Manual & CNC Bending: What’s The Difference?
Manual bending, while not what it used to be, is still the process of choice for some manufacturers. Manual benders use compression by applying a wiper die that sweeps the radius of a bend die, forming the tube to a specified degree.
CNC (computer numerically controlled) bending machinery is, of course, automated. The user inputs his desired specifications via a computer interface, and the machine does its thing. Rinse. Repeat.
CNC bending is considered a more efficient process than joint welding. But does it surpass the standby manual method, too?
Manual Vs. CNC Bending
Manual: When bending manually, operator error is a threat. Producing quality bends depends on the operator’s skill level. Any slip-up will end up in the waste heap.
CNC: Automated benders adhere to a computer program that never deviates, as long as your vendor’s operator inputs the correct specifications. Barring a case of fat finger syndrome, you’re getting better accuracy with CNC.
Manual: Capacity is limited when more human work is involved. Sixty parts per hour is a reasonable expectation for a cycle on a manual 10-bend fixture.
CNC: Computer automation provides lightning-fast efficiency: Perks include:
- Quick setup
- Fast changeovers
- Faster throughput
- Shorter cycle times
CNC benders can take on large quantities in a single production step, cutting unnecessary transitions from the manufacturing process.
If that wasn’t enough, because they’re more accurate than humans, machines produce fewer defects that require time-wasting redos.
Manual: Bending a tube by hand is very economical up front. Unfortunately, it’s not cost-effective. That said, if you require a short run, manual bending could be worth it
Another expense that can pop up? If your part is complex and requires a more advanced manual machine, it may require custom tooling.
CNC: The assumption of old-school metalworkers is that because it involves fancy machines, CNC bending must be super costly.
The efficiency of CNC bending machines results in shorter run times, actually saving you production costs.
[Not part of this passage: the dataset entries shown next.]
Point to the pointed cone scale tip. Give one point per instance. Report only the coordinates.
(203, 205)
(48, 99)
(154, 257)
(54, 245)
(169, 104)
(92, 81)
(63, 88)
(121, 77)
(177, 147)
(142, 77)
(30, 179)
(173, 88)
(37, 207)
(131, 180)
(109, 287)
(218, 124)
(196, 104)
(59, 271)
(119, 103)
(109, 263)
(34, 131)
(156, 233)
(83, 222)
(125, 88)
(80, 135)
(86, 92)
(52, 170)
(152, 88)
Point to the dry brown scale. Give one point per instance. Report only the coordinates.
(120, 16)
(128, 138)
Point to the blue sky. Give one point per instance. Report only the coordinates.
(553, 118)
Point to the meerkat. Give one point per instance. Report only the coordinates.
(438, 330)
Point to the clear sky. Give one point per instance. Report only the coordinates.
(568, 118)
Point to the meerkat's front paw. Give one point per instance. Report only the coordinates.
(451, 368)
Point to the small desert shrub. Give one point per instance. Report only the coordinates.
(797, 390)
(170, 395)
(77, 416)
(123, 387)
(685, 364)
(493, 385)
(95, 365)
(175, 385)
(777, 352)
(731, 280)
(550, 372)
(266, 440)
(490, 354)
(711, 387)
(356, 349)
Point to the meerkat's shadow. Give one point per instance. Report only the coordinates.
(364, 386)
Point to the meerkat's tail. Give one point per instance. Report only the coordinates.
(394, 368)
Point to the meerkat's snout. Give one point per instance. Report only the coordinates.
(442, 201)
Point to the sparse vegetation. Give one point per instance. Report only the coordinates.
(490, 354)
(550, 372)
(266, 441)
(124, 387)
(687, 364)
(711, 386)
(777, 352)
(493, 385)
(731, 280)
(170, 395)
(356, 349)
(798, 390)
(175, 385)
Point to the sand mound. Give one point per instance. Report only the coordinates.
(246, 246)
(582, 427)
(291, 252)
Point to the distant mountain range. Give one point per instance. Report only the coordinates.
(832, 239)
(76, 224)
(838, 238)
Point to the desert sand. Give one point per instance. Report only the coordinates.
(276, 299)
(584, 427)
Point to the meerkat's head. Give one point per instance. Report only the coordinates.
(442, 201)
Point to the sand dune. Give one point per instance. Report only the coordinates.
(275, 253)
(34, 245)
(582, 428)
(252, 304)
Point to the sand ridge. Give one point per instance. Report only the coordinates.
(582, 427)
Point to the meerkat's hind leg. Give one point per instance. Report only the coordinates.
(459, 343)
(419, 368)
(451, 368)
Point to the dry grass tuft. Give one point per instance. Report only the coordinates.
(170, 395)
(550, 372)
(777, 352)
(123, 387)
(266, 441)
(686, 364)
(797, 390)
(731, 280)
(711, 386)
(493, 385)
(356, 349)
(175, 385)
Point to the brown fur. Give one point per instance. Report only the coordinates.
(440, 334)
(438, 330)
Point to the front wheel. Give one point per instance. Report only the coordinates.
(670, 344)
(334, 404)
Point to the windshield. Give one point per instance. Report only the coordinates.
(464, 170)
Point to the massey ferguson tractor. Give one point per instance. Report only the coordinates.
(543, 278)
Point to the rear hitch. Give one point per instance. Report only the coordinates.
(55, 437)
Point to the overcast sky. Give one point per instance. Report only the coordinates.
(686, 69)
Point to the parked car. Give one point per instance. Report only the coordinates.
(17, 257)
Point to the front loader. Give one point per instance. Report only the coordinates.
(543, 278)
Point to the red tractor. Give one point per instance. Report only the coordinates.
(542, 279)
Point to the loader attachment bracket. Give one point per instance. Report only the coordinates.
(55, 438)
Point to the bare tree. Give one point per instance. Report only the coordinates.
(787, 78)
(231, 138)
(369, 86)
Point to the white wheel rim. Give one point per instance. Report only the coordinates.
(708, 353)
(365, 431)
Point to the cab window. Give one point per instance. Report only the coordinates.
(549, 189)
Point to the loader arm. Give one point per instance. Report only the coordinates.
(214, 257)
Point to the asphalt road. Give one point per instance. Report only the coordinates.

Their ability to take on an entire production step also keeps you from taking on the cost of transitions.
Furthermore, most bends can be performed by the machine and checked afterward by a technician. This process cuts down on labor costs throughout your bending project, especially if it’s a high-volume order.
Manual: The old-school way is not built for high production rates or repeatability. Although machines exist that can handle 2" pipe, hand benders are generally suited for tubing that’s 1" or less.
The complexity of bending and number of bends allowed varies by machine. Operator skill also plays a big part.
CNC: This method allows for more intricate part forming and more versatility in general. Your vendor can set the bend radii to fit your specifications -- every time. The computer interface gives the operator major control over the bend.
Manual bending: These benders often are built to zero-tolerance gauges, so you CAN get consistent parts in production. But tube accuracy and repeatability depend on the skill of the tool builder and machine operator. To get a great part, you’ll need to employ a vendor who’s got extensive experience in tube bending.
CNC: The computers are programmed for a variety of quality assurance protocols and fixes, which they perform automatically. CNC machines have programmable speeds that optimize the process and eliminate defects. Your vendor can even program them for automatic measuring and springback correction.
If you haven’t been using CNC services for your tubing projects, ask your manufacturer about this capability.
No matter the method you choose, your product will suffer if you specify the wrong material. Properties such as wall thickness, hardness, and tensile strength can have direct impact on your project’s outcome.
Or, again, your manufacturer may be able to get involved early in the design and prototyping phase to work out the kinks.